You and I know, dear reader, don’t we?

Through flashbacks, we slowly realize that there’s more than meets the eye to this case, and certainly something far more interesting than a simple episode of human trafficking. There’s a good deal of formulaic plot devices going on here, but there’s enough clever writing and twists to keep most of us wondering just what’s coming next. There are also nice touches of sympathetic communication with Denmark’s younger immigrant community forced into prostitution, which could easily have been foisted upon us as an unsavory touch of deus ex machina. Happily, everything fits snugly (but logically) into place as we proceed along toward a satisfying conclusion.

The book is not without its faults; there are simply some grossly illogical steps taken by a number of the actors, not least of which is our Red Cross nurse, Nina (who goes on to appear in at least two additional books after this one).
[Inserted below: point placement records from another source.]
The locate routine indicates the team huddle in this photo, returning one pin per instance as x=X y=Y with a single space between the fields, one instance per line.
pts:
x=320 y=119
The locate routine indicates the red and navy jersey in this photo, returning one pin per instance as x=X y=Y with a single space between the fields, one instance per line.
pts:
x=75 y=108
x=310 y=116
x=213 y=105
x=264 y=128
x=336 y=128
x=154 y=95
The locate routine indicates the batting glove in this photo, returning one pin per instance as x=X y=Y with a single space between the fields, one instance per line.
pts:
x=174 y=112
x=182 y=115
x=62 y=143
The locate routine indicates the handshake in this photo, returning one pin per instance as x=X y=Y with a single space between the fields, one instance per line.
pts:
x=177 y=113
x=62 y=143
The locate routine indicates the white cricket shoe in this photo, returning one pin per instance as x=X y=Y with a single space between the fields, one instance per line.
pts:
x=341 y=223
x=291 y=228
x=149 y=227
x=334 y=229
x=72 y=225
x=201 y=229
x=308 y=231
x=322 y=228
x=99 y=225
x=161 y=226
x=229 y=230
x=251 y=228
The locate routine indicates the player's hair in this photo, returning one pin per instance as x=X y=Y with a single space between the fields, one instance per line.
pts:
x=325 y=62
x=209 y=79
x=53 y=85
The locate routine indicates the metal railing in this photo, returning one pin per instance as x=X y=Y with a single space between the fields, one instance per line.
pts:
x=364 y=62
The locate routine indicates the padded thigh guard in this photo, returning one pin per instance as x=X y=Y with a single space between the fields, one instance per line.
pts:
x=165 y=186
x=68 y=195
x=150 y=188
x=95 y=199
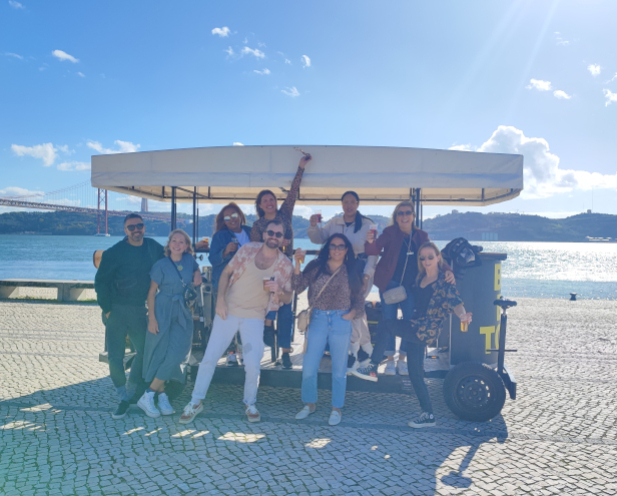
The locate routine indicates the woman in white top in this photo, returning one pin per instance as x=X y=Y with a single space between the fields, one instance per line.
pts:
x=354 y=226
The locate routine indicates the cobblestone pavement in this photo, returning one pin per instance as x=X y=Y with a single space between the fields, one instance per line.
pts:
x=558 y=437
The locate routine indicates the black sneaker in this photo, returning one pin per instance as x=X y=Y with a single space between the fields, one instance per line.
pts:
x=121 y=410
x=286 y=361
x=424 y=420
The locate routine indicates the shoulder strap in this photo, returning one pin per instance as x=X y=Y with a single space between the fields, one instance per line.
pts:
x=324 y=286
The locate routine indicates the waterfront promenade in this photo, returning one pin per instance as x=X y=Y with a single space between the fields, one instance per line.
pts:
x=558 y=437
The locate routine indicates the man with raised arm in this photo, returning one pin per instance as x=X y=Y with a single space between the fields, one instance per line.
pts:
x=122 y=283
x=256 y=280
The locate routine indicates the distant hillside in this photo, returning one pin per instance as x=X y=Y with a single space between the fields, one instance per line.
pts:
x=471 y=225
x=516 y=227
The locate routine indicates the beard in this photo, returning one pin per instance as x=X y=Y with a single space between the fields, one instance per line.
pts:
x=272 y=243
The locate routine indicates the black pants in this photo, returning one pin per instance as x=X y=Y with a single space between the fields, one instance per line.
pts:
x=415 y=355
x=132 y=321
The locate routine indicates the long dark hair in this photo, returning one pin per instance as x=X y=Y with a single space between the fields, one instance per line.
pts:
x=359 y=216
x=219 y=222
x=262 y=193
x=321 y=262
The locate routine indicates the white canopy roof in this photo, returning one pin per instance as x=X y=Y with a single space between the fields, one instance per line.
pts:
x=380 y=175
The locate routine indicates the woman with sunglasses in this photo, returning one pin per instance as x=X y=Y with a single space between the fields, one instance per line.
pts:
x=398 y=244
x=170 y=323
x=335 y=296
x=267 y=210
x=230 y=232
x=435 y=299
x=354 y=226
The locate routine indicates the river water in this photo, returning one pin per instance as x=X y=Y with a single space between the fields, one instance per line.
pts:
x=537 y=270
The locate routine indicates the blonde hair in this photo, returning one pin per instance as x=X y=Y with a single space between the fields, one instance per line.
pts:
x=421 y=270
x=189 y=247
x=405 y=203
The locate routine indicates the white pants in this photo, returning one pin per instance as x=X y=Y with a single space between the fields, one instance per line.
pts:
x=361 y=336
x=223 y=331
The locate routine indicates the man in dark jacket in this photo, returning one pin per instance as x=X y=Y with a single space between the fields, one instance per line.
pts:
x=122 y=283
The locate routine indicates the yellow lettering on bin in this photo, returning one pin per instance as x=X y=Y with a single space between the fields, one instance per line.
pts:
x=488 y=331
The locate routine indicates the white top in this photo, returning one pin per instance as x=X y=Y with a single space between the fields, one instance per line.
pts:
x=319 y=235
x=242 y=237
x=380 y=175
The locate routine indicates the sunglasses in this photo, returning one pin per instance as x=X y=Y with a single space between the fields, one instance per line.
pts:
x=430 y=257
x=227 y=218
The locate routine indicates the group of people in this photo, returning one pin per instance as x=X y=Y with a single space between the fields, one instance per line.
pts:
x=255 y=272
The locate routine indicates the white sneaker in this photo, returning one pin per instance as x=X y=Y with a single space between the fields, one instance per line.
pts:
x=190 y=412
x=146 y=403
x=305 y=412
x=164 y=405
x=390 y=368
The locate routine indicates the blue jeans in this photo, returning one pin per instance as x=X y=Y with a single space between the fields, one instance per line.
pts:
x=326 y=327
x=390 y=312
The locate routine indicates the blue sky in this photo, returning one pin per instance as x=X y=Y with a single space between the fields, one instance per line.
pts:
x=533 y=77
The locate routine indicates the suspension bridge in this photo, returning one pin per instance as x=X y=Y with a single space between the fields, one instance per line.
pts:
x=84 y=198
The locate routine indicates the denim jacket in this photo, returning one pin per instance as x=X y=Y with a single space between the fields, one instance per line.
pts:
x=220 y=240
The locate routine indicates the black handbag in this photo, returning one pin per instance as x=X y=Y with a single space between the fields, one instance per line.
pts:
x=189 y=294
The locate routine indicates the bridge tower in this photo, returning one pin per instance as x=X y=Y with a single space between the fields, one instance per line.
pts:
x=98 y=212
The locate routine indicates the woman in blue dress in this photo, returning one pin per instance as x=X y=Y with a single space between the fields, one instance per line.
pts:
x=230 y=233
x=170 y=323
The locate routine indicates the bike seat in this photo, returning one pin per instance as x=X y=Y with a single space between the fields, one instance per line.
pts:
x=505 y=304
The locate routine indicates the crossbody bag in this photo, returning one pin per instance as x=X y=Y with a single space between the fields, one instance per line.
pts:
x=398 y=294
x=304 y=317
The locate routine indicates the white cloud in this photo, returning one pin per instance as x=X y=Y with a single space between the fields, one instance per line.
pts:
x=594 y=69
x=62 y=56
x=542 y=175
x=610 y=97
x=293 y=91
x=222 y=32
x=539 y=84
x=46 y=152
x=13 y=191
x=562 y=95
x=123 y=147
x=74 y=166
x=250 y=51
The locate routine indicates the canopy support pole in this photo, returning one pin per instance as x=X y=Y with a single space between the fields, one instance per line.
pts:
x=173 y=208
x=194 y=215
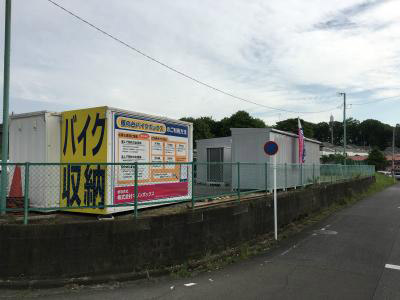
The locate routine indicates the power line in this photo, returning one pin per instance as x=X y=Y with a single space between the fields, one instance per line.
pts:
x=375 y=101
x=176 y=70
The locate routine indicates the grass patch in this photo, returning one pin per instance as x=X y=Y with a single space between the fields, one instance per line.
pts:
x=266 y=242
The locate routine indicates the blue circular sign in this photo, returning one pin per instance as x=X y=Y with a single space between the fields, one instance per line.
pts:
x=271 y=148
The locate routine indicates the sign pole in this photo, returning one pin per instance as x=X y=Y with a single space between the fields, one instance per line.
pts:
x=271 y=148
x=275 y=203
x=6 y=87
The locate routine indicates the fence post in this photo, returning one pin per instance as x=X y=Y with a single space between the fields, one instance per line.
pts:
x=238 y=189
x=301 y=174
x=313 y=173
x=266 y=177
x=193 y=201
x=136 y=190
x=286 y=183
x=26 y=194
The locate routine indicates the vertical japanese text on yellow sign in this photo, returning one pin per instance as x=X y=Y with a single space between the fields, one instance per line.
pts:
x=84 y=139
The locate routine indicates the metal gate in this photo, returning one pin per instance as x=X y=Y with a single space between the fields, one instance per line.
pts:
x=215 y=168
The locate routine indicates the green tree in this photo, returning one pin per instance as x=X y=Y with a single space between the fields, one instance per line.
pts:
x=378 y=159
x=240 y=119
x=375 y=133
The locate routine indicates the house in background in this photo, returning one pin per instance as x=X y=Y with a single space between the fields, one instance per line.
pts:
x=217 y=159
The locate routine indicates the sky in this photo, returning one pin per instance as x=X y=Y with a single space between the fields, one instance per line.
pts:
x=293 y=55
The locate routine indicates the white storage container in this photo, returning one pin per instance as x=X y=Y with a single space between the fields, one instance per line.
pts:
x=35 y=137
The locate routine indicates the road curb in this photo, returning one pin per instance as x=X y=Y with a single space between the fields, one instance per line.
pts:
x=14 y=284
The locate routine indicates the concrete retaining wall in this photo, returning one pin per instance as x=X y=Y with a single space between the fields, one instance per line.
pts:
x=104 y=247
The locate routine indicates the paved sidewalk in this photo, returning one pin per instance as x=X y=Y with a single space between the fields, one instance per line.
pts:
x=344 y=257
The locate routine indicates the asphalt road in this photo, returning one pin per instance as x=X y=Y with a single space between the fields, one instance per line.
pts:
x=346 y=256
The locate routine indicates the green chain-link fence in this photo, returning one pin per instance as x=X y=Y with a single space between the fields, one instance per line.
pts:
x=107 y=188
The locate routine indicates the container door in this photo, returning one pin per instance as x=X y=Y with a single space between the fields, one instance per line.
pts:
x=215 y=167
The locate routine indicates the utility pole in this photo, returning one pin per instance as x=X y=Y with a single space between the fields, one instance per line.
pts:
x=331 y=121
x=6 y=88
x=394 y=130
x=344 y=125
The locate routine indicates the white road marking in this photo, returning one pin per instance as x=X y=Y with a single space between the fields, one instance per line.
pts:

For starters, we appreciate that one might not want to call the police to have the missing child whisked away back to a cold-blooded Russian or Ukrainian orphanage, but the child hasn’t been proven to be an orphan when this decision is made, nor has it shown to be from Russia or Ukraine (why these two countries were selected as the hotbed of child bartering is beyond me). When Nina finds her former friend bludgeoned to death because of her unfortunate proximity to the deal gone wrong, Nina just buckles down. No reason is offered, she just grits her teeth and says “Let’s do this.” Don’t let’s. It’s not realistic.

Then again, had she trotted off to the police, the book would not have been nearly as interesting, so we are to accept and appreciate Nina for all her flaws, as her beleaguered husband has by the end of the novel. A nicely wrapped present, with some crimps in the bow. We’ve read far worse.

On a scale of 1 to 10, with 1 being a dumpster burger and 10 being filet mignon, Doc rates this chippy little thriller a solid “B”.